# Shorinji Kan Jiu Jitsu



## traz

Hey all, I currently study Hapkido but I will have to switch because I am moving to University in fall. At the university, there is a Shorinji Kan Jiu Jitsu club which I am thinking about joining once I move. Obviously I"ll check it out first and see what it's like, but I"m still curious if anyone can give me any information as to what this specific type of jiu jitsu is like, possibly how they train, etc. Also, I have felt that my Hapkido training has some real street applications, and part of the reason I enjoy it is because of its self-defense applications. Can anyone comment on the self-defense applications of this style of jiu jitsu..or even jj in general?

Thanks alot guys!
Traz


----------



## arnisador

Never heard of it.


----------



## Aegis

It's a modern style of jujutsu imported to the UK from Australia a few years a go by Shihan Brian Graham (recently decreased).  It's mostly standing throws and locks, but includes weapons defence, some degree of specific weapons use, multiple attackers, etc.  

I'm not sure how it's taught in various other countries.  I suspect from your language use (fall rather than autumn) that you're in the USA, in which case I really can't comment on the clubs there.  

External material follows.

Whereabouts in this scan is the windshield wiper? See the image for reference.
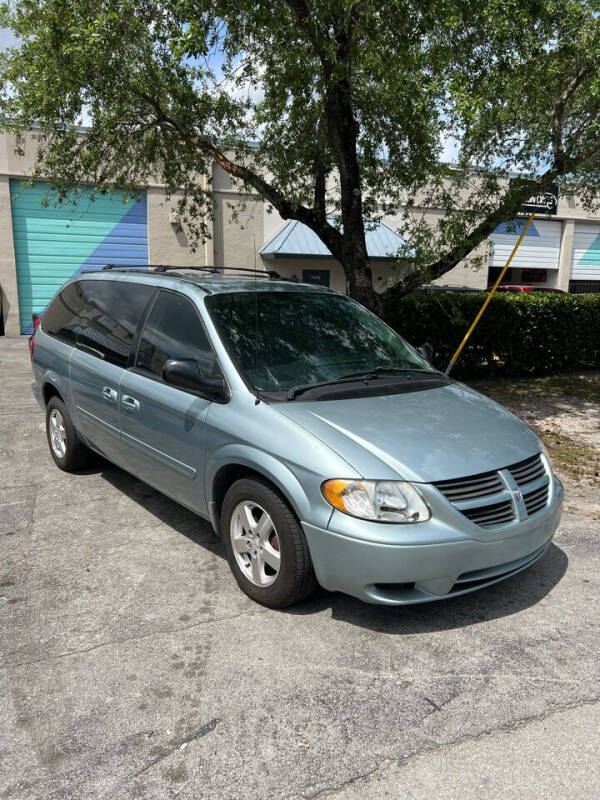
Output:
[287,364,443,400]
[341,364,441,379]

The best advice I can give is to go and speak to the instructor and see what you think.  If the clubs there are anything like they are here, the first session will probably be free, and the rates will be cheaper than most because the instructors in this style do not usually take home any money from the clubs.


----------



## arnisador

Is it developed from other styles of jujutsu, then, or is it more like Judo or Aikido?


----------



## Aegis

The actual origins are somewhat hazy.  The style comes from another group headed by Matt Komp in Australia, who supposedly learned jujutsu in Japan, though it is altogether possible that what he learned was the full Judo syllabus.  There are supposedly links to Judo, Daito-ryu and Aikido, though how strong these links are is open to debate.

This is one good reason why most clubs don't really include a style history page, and many of us when asked just call it "British Jujutsu" rather than bothering to explain the convoluted links we have to Japanese arts.


----------